O ja, en als Tibet zich los wil wrikken van China vinden wij, Europeanen, dat dan een aanzet tot burgeroorlog? Wordt de Dalai Lama overal in Europa bejegend als een aanzetter tot haat en segregatie?
Of gaan we nog vérder: vinden wij, Europeanen, het wel oke dat in '50 de Chinezen Tibet binnen rollebolden om daar één van grootste lange-termijn etnische zuiveringen ooit te beginnen: prop er zoveel mogelijk chinezen in, dan is er binnen de kortste keren niets meer over van de tibetaanse identiteit.......
Maar ik zal verder niet lullig doen over details: 't is tenslotte wel een statenbond, dat China, nietwaar?

Niets over historische verschillen, niets over culturele enz enz.
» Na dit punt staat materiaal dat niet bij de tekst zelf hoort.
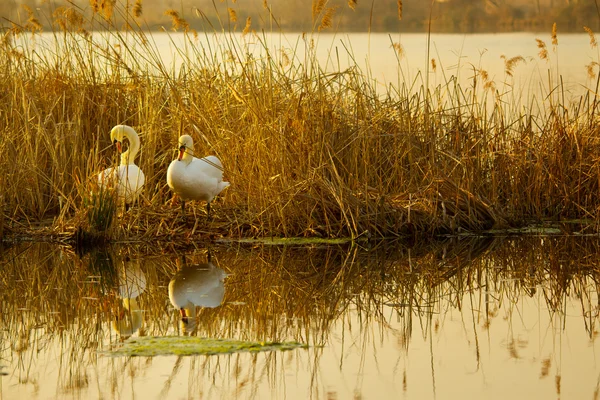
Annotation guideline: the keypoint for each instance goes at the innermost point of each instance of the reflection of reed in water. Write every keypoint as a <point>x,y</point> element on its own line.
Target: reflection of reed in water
<point>132,283</point>
<point>196,285</point>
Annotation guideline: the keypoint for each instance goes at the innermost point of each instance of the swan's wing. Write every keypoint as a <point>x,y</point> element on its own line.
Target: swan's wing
<point>106,178</point>
<point>209,166</point>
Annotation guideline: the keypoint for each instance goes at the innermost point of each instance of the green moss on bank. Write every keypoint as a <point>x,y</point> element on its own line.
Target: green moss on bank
<point>189,346</point>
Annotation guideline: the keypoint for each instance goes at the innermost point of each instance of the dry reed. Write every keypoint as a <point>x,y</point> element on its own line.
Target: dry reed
<point>308,152</point>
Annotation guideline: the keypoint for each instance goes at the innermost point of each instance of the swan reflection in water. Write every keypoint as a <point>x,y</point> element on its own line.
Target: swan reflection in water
<point>132,283</point>
<point>196,285</point>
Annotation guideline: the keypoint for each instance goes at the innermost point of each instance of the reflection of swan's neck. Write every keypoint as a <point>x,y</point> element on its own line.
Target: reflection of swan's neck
<point>128,157</point>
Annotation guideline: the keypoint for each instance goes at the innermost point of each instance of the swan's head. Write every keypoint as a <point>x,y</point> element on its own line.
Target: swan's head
<point>185,145</point>
<point>119,133</point>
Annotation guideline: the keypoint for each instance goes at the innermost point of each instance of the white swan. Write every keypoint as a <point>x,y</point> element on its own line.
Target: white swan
<point>196,285</point>
<point>128,178</point>
<point>195,178</point>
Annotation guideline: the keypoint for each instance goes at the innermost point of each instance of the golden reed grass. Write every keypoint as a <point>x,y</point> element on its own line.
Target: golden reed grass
<point>308,152</point>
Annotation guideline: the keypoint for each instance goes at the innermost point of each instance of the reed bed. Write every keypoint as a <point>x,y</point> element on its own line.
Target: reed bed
<point>309,152</point>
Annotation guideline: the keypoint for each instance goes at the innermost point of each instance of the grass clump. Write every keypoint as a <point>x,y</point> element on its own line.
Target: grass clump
<point>310,151</point>
<point>147,346</point>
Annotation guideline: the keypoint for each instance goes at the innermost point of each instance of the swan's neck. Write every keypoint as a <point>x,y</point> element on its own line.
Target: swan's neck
<point>128,157</point>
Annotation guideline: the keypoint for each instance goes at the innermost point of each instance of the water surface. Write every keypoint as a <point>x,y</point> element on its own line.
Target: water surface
<point>503,318</point>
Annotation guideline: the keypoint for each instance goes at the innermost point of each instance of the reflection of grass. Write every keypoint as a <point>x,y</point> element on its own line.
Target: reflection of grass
<point>188,346</point>
<point>292,294</point>
<point>310,151</point>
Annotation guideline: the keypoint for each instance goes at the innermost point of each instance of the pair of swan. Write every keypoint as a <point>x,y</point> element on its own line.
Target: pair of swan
<point>189,177</point>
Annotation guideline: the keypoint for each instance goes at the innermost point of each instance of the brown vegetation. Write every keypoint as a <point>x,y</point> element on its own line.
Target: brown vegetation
<point>308,152</point>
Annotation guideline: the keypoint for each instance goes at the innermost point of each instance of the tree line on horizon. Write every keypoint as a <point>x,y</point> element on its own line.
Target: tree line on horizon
<point>463,16</point>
Ik kan je wel zeggen als het gaat om 't sfeertje van bovenstaand artikel; ik ken een heleboel mensen, maar niet één zou een oorlog tussen bv Duitsland en Nederland op dit moment ervaren als een burgeroorlog.

O, nog een gedachte: is een burgeroorlogen niet juist hét bewijs van disfunctioneren van de overheid door niet in staat te zijn de "boel bij mekaar te houden"? Komt een burgeroorlog niet juist voort uit de onderlagen van de bevolking? Vrijwel altijd op basis van (sub-)nationale, culturele verschillen?
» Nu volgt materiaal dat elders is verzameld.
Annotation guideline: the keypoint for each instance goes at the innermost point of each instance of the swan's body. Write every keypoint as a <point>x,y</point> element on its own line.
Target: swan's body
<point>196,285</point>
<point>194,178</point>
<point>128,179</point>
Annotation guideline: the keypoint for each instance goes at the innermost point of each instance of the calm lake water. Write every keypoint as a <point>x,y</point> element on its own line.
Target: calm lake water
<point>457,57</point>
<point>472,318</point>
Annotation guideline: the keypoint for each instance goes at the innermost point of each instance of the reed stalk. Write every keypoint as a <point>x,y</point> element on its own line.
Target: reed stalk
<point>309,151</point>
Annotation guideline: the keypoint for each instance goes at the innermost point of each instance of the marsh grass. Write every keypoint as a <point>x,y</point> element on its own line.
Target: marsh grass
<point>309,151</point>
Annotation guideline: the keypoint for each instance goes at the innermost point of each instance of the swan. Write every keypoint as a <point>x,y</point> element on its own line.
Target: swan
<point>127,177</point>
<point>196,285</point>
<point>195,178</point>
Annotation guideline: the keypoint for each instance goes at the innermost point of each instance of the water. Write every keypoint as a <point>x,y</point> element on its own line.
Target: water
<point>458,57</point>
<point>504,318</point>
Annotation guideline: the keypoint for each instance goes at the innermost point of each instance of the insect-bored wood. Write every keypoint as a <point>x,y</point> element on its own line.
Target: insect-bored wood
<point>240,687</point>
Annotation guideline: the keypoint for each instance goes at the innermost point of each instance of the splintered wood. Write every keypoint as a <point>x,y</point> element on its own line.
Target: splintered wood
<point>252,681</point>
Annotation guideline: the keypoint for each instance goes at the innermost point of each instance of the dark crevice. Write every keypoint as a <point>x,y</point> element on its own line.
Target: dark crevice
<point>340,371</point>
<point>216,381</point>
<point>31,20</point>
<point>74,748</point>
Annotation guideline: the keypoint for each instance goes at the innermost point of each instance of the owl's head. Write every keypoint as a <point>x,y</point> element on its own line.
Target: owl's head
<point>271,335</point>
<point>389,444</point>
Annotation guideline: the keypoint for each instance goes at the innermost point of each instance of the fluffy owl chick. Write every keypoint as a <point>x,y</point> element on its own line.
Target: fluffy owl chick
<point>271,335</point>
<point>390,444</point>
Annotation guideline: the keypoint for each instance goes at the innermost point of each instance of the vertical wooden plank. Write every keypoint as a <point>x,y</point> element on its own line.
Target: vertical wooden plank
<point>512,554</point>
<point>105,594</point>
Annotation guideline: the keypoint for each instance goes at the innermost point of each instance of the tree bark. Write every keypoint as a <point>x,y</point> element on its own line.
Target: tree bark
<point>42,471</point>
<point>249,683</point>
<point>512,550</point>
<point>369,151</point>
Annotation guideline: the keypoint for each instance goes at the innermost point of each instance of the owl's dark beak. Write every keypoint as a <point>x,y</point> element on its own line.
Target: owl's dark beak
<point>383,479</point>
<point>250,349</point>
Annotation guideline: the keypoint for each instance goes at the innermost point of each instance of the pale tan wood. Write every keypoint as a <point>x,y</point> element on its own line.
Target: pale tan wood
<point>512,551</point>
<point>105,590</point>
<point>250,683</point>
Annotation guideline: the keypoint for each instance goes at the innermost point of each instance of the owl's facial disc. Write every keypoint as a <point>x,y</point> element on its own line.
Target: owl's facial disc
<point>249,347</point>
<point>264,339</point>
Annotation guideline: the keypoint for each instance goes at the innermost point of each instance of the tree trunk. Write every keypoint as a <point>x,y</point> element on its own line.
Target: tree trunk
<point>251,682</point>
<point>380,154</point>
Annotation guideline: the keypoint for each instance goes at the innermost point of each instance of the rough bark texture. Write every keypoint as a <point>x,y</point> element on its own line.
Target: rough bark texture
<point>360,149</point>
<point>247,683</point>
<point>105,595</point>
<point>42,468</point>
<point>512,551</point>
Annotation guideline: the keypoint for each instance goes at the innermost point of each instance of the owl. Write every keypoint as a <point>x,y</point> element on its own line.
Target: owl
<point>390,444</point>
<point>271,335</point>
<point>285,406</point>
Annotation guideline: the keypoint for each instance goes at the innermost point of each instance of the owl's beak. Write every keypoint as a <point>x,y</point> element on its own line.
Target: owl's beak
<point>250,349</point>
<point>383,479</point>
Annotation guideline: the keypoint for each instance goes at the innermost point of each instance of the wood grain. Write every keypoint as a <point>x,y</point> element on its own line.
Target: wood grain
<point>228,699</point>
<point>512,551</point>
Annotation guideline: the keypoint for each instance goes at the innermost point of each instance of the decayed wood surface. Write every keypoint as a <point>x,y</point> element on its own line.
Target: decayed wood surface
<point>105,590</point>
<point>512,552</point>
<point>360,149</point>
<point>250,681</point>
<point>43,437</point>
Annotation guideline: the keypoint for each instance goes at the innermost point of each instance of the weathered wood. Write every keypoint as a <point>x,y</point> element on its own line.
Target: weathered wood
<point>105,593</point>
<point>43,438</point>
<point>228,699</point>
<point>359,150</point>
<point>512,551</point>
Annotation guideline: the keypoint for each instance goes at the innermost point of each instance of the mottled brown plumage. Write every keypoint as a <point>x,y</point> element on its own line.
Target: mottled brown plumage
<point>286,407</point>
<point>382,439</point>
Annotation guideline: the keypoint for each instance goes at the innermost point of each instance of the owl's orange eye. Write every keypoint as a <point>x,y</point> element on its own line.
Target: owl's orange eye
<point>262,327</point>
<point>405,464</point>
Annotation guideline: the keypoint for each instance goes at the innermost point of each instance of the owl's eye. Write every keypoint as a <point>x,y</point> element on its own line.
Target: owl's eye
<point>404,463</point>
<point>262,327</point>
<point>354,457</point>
------------------------------

Sorry, t zijn zomaar wat leesaantekeningen. Ben er even mee gestopt na kantje één. Wat een berg aannames en stellingen om het EU te verkopen.
Of de crux moet nog komen op kantje twee, die heb ik dan (helaas) gemist.
Wat een eenzijdige, slechte manier om de voortgaande integratie van Europa te verkopen zeg.

Prlwytzkofski
06-06-05, 12:21
Geplaatst door nard
Europa is tenslotte niet meer dan een reusachtige markt, met één morele component: Nooit weer! (werkelijk? Nooit gerealiseerd ...)



Jouw fout; dat was wel degelijk de geest van Schumann, Spaak, Adenauer, Churchill (jawel!) en de andere 'Gründerväter'.
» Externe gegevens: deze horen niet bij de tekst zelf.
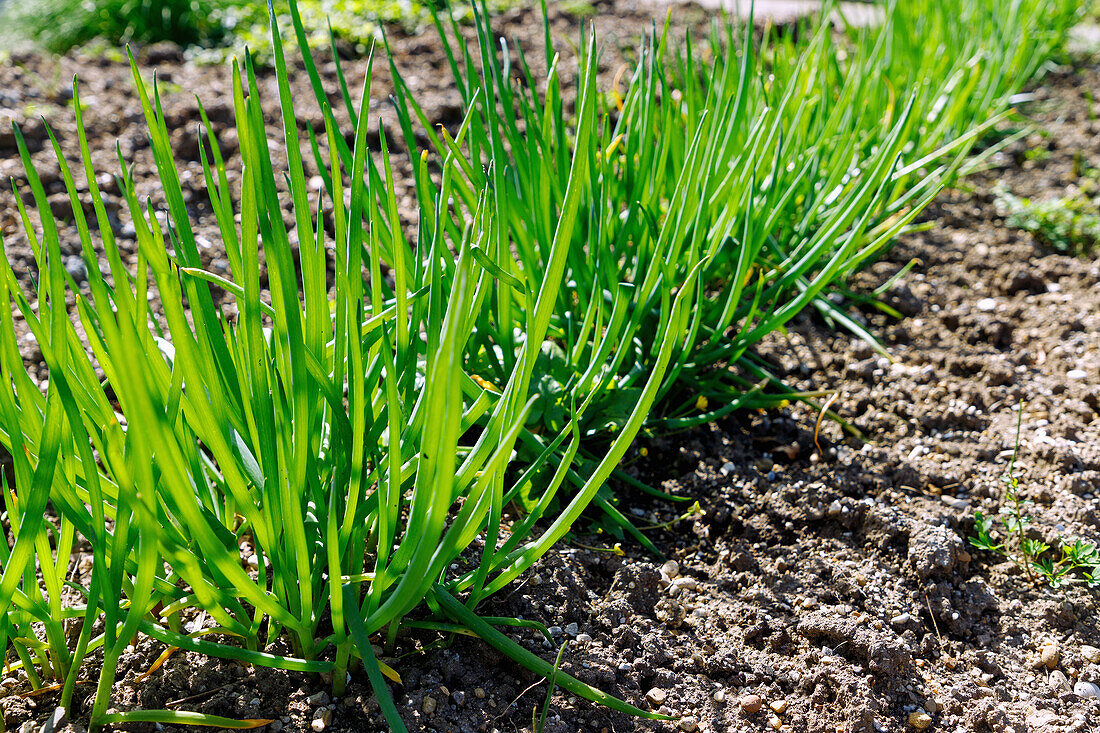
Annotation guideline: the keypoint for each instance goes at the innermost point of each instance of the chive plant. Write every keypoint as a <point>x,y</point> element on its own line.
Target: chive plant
<point>333,427</point>
<point>570,281</point>
<point>783,167</point>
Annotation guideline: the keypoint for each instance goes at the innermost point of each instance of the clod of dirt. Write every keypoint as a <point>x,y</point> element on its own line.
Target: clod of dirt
<point>933,550</point>
<point>880,652</point>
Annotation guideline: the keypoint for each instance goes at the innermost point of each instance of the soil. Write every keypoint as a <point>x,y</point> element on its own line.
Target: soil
<point>828,583</point>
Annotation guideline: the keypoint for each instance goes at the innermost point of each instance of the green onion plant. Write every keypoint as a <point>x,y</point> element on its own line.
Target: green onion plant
<point>360,420</point>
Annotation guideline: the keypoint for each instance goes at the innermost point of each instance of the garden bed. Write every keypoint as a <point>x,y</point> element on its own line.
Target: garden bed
<point>828,576</point>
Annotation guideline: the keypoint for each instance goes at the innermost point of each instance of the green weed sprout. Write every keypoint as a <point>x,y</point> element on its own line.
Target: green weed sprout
<point>1074,562</point>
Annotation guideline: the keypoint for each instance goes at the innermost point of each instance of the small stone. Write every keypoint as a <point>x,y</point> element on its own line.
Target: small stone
<point>76,269</point>
<point>670,569</point>
<point>56,720</point>
<point>954,502</point>
<point>986,305</point>
<point>920,720</point>
<point>1087,690</point>
<point>1049,655</point>
<point>685,583</point>
<point>322,720</point>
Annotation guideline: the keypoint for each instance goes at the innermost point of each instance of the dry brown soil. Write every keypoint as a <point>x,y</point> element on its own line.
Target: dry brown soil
<point>838,587</point>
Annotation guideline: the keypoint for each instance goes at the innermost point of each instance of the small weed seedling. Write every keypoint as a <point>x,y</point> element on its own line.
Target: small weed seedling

Het verhaal is inderdaad moeizaam geschreven; dat kan ook aan de vertaling liggen. Het hoofdprobleem is denk ik 'burgeroorlog'. Voor jou is dat een woord; voor een Spanjaard een wereld. Als je dat helemaal niet kan navoelen is het stuk aan jou niet besteed.

nard
06-06-05, 14:13
Geplaatst door Prlwytzkofski
Jouw fout; dat was wel degelijk de geest van Schumann, Spaak, Adenauer, Churchill (jawel!) en de andere 'Gründerväter'.


Oké



Het verhaal is inderdaad moeizaam geschreven; dat kan ook aan de vertaling liggen. Het hoofdprobleem is denk ik 'burgeroorlog'. Voor jou is dat een woord; voor een Spanjaard een wereld. Als je dat helemaal niet kan navoelen is het stuk aan jou niet besteed.

Je hebt gelijk. Dat t een epistel voor de Spaanse markt was had ik even niet in de peiling. Dat maakt de lading van het stuk begrijpelijk.

Maar dan nog blijven een paar punten, die ik denkend neerkalkte, onbeantwoord. En volgens mij niet juist.
Je zou toch zeggen dat ze in Spanje kunnen weten dat één souvereiniteit geen oplossing van het probleem "burgeroorlog" is.

En dan nog blijft t toevallig dat juist de netto-ontvangende landen zo'n voorstander zijn van verdere integratie van de Unie, niet slechts op economie en vrijhandel.